We have held in a great number of previous awards that when an emergency does exist, the Carrier does have broader latitude in naming employes to perform the work required to alleviate the condition than in a normal situation.
The questions that present themselves and to be determined by this Board are:
We have no doubt that the 14 inch snow fall snarled transportation and communications and that it was essential and necessary to clean the switches, but it is the opinion of this Board that the Carrier had ample knowledge of the situation that existed, at 4:00 A. M., and the possibility that conditions would continue unless prompt action was taken to alleviate the situation. The Carrier admits that it requested the third trick towerman to suspend his work at 4:00 A. M. and to return at 6:45 A. M., which he did. It also admits that when the third trick towerman returned at 6:45 A. M. he completed 15 minutes of his time and continued to work until 9:45 A. M. of December 25, 1961, which was 2 hours and 45 minutes of time of the first trick.
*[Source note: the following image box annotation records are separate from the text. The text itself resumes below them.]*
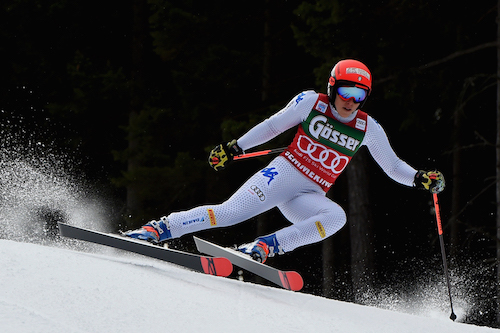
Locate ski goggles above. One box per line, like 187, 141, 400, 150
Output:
337, 87, 368, 103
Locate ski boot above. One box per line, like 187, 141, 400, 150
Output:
123, 216, 172, 245
238, 234, 285, 263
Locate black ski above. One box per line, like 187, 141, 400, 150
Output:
59, 223, 233, 276
194, 237, 304, 291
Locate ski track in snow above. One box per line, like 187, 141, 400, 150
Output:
0, 240, 500, 333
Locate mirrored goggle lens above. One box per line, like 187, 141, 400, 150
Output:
337, 87, 368, 103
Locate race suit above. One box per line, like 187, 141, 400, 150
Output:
167, 91, 417, 252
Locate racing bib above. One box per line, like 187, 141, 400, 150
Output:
281, 94, 368, 192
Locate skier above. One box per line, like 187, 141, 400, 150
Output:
125, 59, 445, 263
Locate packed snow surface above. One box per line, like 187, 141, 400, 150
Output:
0, 239, 500, 333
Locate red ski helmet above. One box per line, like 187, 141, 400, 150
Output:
327, 59, 372, 108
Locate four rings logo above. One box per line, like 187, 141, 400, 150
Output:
250, 185, 266, 201
297, 135, 349, 174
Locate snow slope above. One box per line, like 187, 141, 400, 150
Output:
0, 240, 500, 333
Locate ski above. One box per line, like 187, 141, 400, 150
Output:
193, 237, 304, 291
59, 223, 233, 276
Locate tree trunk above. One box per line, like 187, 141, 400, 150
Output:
127, 0, 147, 223
496, 0, 500, 326
347, 149, 373, 301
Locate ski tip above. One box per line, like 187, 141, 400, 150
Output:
201, 257, 233, 276
280, 271, 304, 291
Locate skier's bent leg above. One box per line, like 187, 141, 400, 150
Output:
276, 194, 347, 252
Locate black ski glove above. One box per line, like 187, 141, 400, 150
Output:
208, 140, 243, 171
414, 170, 446, 193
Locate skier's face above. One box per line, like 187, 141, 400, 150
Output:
335, 94, 360, 118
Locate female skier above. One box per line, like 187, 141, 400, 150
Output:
125, 59, 445, 262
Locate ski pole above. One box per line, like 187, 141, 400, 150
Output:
432, 193, 457, 321
233, 147, 286, 161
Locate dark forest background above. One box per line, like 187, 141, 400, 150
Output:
0, 0, 499, 326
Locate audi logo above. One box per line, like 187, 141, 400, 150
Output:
297, 135, 349, 174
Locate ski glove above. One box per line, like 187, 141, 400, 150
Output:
415, 170, 446, 193
208, 140, 243, 171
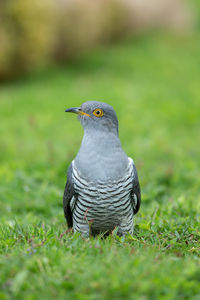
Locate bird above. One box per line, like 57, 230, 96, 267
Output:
63, 101, 141, 238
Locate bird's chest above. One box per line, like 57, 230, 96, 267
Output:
73, 169, 132, 220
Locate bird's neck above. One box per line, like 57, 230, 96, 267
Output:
80, 130, 123, 156
75, 127, 128, 181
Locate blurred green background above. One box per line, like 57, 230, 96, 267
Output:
0, 0, 200, 300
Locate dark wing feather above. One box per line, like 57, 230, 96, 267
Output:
131, 163, 141, 215
63, 164, 75, 228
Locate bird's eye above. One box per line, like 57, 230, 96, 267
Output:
93, 108, 103, 118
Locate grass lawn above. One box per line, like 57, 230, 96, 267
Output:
0, 34, 200, 300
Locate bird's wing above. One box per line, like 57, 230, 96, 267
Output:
63, 164, 75, 228
131, 162, 141, 215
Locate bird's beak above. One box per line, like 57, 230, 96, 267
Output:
65, 107, 91, 117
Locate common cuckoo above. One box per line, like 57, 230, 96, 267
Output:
63, 101, 141, 237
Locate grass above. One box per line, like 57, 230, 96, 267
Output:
0, 34, 200, 300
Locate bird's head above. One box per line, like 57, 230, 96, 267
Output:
65, 101, 118, 134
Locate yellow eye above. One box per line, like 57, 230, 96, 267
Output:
93, 108, 103, 118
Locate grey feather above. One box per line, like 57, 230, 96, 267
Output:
63, 101, 141, 236
63, 164, 75, 228
131, 163, 141, 215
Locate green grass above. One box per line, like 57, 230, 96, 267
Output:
0, 31, 200, 300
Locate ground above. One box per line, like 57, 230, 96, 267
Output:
0, 34, 200, 300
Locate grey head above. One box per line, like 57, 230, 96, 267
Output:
66, 101, 118, 134
66, 101, 128, 182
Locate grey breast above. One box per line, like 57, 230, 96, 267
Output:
71, 158, 134, 230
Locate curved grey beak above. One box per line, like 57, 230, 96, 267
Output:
65, 107, 91, 117
65, 107, 81, 114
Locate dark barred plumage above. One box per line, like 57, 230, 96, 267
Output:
64, 158, 140, 236
63, 101, 141, 237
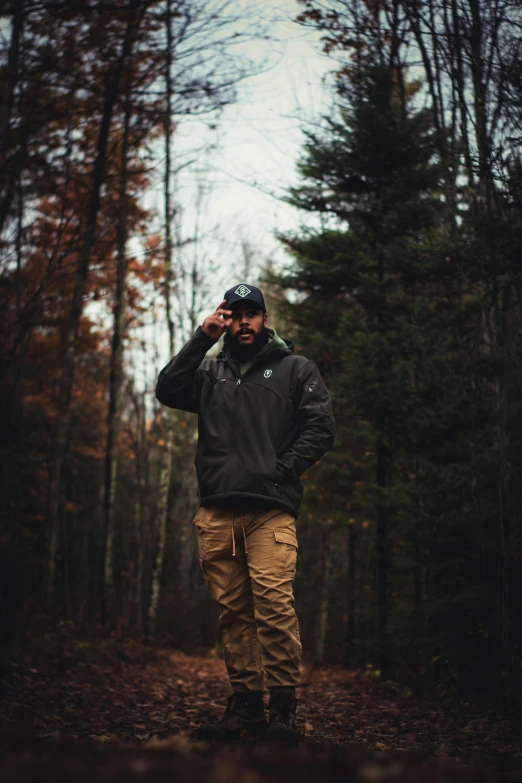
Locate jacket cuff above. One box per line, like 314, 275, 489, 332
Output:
192, 326, 219, 348
276, 459, 298, 484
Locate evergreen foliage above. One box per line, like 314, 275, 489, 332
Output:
272, 62, 520, 696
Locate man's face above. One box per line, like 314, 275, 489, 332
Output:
227, 302, 267, 346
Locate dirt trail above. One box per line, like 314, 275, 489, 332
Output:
0, 642, 522, 783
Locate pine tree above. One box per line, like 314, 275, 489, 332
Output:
279, 64, 478, 676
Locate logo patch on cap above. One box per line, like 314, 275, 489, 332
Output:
234, 285, 252, 297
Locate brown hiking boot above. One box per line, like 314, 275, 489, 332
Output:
265, 688, 299, 745
197, 691, 266, 742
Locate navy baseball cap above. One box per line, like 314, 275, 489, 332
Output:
223, 283, 266, 311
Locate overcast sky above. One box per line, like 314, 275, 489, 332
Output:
131, 0, 335, 382
152, 0, 334, 282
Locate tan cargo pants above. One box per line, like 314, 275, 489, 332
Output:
194, 506, 301, 691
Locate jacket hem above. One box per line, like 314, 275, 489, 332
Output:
200, 492, 298, 518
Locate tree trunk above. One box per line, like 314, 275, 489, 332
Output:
147, 0, 174, 638
314, 525, 331, 666
103, 89, 131, 631
344, 525, 357, 666
45, 0, 139, 604
0, 0, 25, 153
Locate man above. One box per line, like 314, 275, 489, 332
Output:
156, 283, 334, 745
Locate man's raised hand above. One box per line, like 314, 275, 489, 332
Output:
201, 299, 232, 340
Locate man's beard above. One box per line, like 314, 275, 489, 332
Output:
224, 328, 270, 363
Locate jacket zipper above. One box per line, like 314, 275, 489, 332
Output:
221, 378, 241, 495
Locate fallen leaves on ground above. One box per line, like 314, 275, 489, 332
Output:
0, 643, 522, 783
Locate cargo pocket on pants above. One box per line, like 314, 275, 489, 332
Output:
199, 557, 216, 599
274, 530, 297, 579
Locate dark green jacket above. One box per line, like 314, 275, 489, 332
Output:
156, 327, 335, 515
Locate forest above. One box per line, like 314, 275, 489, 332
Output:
0, 0, 522, 780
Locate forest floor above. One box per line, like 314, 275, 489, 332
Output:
0, 640, 522, 783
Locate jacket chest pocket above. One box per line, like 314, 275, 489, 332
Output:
204, 378, 237, 413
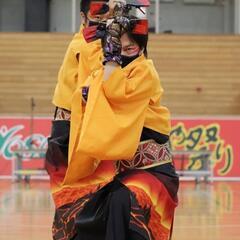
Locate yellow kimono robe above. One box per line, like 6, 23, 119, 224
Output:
64, 56, 170, 186
52, 27, 102, 111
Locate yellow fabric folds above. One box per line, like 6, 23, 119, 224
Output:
64, 56, 155, 185
52, 28, 102, 111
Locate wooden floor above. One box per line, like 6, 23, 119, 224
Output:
0, 180, 240, 240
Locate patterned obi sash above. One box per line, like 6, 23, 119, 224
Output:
116, 140, 172, 172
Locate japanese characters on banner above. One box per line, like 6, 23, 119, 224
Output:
0, 118, 240, 178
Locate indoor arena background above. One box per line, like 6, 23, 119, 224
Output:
0, 0, 240, 240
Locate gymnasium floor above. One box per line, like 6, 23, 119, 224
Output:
0, 180, 240, 240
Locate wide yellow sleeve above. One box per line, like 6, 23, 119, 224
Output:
52, 46, 78, 110
77, 63, 152, 160
63, 56, 152, 186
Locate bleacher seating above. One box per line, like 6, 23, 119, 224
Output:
0, 33, 240, 115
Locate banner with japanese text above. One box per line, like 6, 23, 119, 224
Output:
0, 117, 240, 178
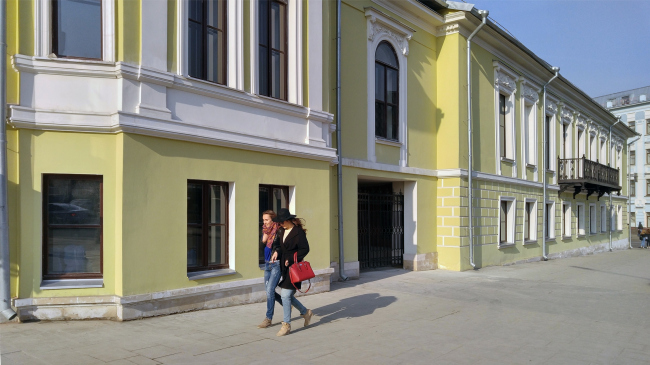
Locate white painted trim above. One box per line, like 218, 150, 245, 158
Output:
34, 0, 115, 62
365, 8, 414, 167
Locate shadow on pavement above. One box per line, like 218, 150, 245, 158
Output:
291, 293, 397, 332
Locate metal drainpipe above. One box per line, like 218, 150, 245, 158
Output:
0, 0, 16, 320
336, 0, 348, 281
542, 67, 560, 261
608, 117, 621, 252
467, 10, 490, 270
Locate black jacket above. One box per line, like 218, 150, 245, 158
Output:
271, 226, 309, 290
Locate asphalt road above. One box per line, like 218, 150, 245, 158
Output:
0, 248, 650, 365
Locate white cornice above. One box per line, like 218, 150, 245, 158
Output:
9, 105, 336, 162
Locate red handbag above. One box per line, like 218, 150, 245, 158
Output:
289, 252, 316, 293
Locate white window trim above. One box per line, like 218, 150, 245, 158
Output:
247, 0, 303, 105
176, 0, 243, 90
542, 95, 559, 172
34, 0, 115, 62
521, 77, 541, 175
542, 200, 555, 239
560, 201, 573, 238
589, 203, 598, 234
497, 196, 517, 248
365, 8, 415, 167
493, 61, 519, 177
521, 198, 537, 244
576, 203, 587, 237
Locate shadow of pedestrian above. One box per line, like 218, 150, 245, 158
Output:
291, 293, 397, 333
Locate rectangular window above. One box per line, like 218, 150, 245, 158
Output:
544, 203, 555, 238
576, 204, 585, 236
589, 204, 598, 234
499, 94, 508, 157
187, 180, 229, 272
259, 185, 289, 265
562, 203, 571, 237
524, 202, 537, 241
499, 200, 508, 243
258, 0, 288, 100
43, 174, 103, 279
187, 0, 227, 84
52, 0, 102, 60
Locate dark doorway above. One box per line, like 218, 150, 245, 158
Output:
358, 183, 404, 270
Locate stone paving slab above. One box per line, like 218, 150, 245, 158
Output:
0, 248, 650, 365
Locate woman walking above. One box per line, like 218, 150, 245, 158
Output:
271, 208, 313, 336
257, 210, 282, 328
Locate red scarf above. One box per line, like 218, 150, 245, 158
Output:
262, 222, 280, 248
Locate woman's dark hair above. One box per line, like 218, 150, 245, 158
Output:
291, 217, 307, 234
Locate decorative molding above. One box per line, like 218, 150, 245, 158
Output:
365, 8, 415, 56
It is evident from the facts in this record that between the hours of 4:00 A, M. and 6:45 A. M., the Carrier took no steps and no action was taken to clean the switches and that the Carrier made its decision to commence the work to clean the switches at 6:45 A. M., when it requested the third trick towerman to return to his position and had him continue until 9:45 A. M. Bearing in mind that Claimant Murphy, the first trick towerman who was entitled to the assignment beginning at 7:00 A. M. and who lived in Worcester, it is our opinion that he could have been called by the Carrier in ample time to take the assignment. Had the Carrier called Claimant Murphy at 4:00 A. M. instead of doing what it did, the fair inference is that Claimant Murphy would and could have ample time to arrive at his position by 7:00 A. M. But the record is clear that the Carrier made no effort to call and/or contact Claimant Murphy.
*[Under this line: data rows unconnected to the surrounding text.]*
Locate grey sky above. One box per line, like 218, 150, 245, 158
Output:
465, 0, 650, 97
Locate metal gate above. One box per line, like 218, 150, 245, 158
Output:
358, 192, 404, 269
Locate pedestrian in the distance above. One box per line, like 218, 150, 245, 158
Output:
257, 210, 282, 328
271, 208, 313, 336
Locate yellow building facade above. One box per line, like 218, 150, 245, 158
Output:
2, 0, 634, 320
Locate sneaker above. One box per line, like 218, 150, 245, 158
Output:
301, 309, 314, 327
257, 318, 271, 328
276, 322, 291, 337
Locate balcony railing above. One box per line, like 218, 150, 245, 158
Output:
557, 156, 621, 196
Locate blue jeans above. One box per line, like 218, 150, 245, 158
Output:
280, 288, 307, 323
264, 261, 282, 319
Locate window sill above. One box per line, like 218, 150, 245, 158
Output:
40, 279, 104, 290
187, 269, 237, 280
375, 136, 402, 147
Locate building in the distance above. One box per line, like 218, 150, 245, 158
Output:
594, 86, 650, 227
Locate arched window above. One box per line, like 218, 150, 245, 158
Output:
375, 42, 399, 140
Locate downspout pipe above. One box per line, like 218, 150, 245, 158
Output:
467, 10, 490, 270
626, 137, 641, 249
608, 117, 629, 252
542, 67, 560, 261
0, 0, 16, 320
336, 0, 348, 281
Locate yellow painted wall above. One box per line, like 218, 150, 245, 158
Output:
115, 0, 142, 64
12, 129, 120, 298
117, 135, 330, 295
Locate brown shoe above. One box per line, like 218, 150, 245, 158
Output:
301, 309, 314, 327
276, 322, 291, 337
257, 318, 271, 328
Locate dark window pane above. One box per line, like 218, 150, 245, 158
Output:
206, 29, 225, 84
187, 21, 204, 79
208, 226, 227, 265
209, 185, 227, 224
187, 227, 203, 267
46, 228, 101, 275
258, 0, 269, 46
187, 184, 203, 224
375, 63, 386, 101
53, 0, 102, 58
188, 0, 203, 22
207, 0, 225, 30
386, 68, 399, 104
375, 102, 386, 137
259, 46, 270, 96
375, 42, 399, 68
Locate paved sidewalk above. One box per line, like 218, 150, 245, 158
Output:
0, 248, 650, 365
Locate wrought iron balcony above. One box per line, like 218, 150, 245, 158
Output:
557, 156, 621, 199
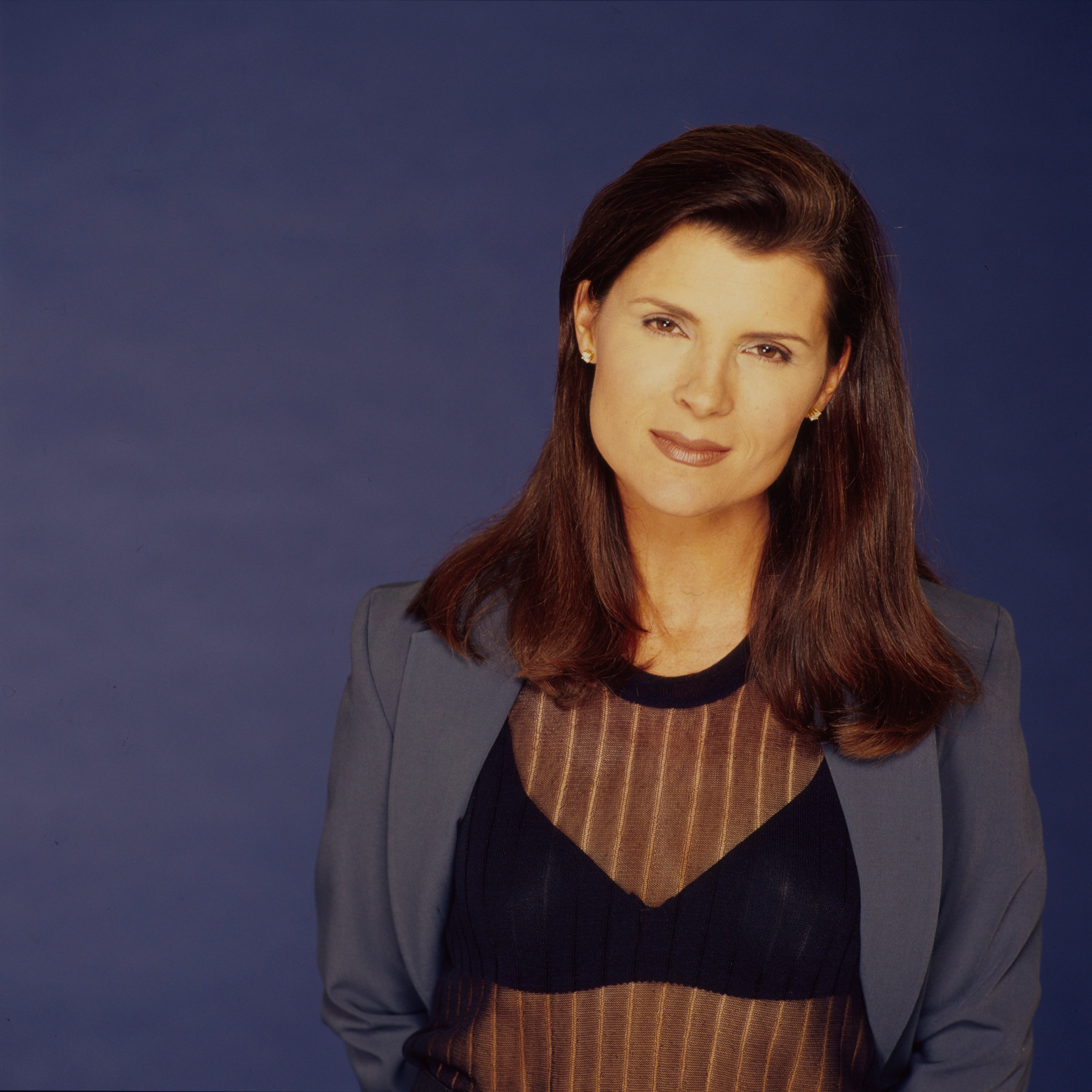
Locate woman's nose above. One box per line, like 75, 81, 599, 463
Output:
675, 353, 733, 417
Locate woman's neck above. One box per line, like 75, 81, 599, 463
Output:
624, 494, 770, 675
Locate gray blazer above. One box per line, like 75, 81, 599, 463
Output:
316, 583, 1046, 1092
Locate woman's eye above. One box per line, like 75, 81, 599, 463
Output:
754, 342, 789, 363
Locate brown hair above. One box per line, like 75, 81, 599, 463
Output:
410, 126, 978, 758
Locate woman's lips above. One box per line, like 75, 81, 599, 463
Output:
649, 428, 732, 466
We hold therefore that (1) no emergency existed; (2) the Carrier has violated the provisions of the Agreement, by its failure to call and/or contact Claimant Murphy, and has shown no proper justification for its action. The claim will be sustained.
There is no dispute in the record that Claimant N. J. West was the regularly assigned third trick towerman at Lawrence Tower, Lawrence, Massachusetts, Thursday through Monday, with rest days of Tuesday and Wednesday, the hours of the trick being 11:00 P. M. to 7:00 A. M., a seven day position.
Lawrence, Massachusetts, is located on the Carrier's double track main line between Boston, Massachusetts and Portland, Maine. The interlocking and traffic control tower at this point is manned by a train director on the first trick, by a six day week on the second trick and a seven day week on the third trick.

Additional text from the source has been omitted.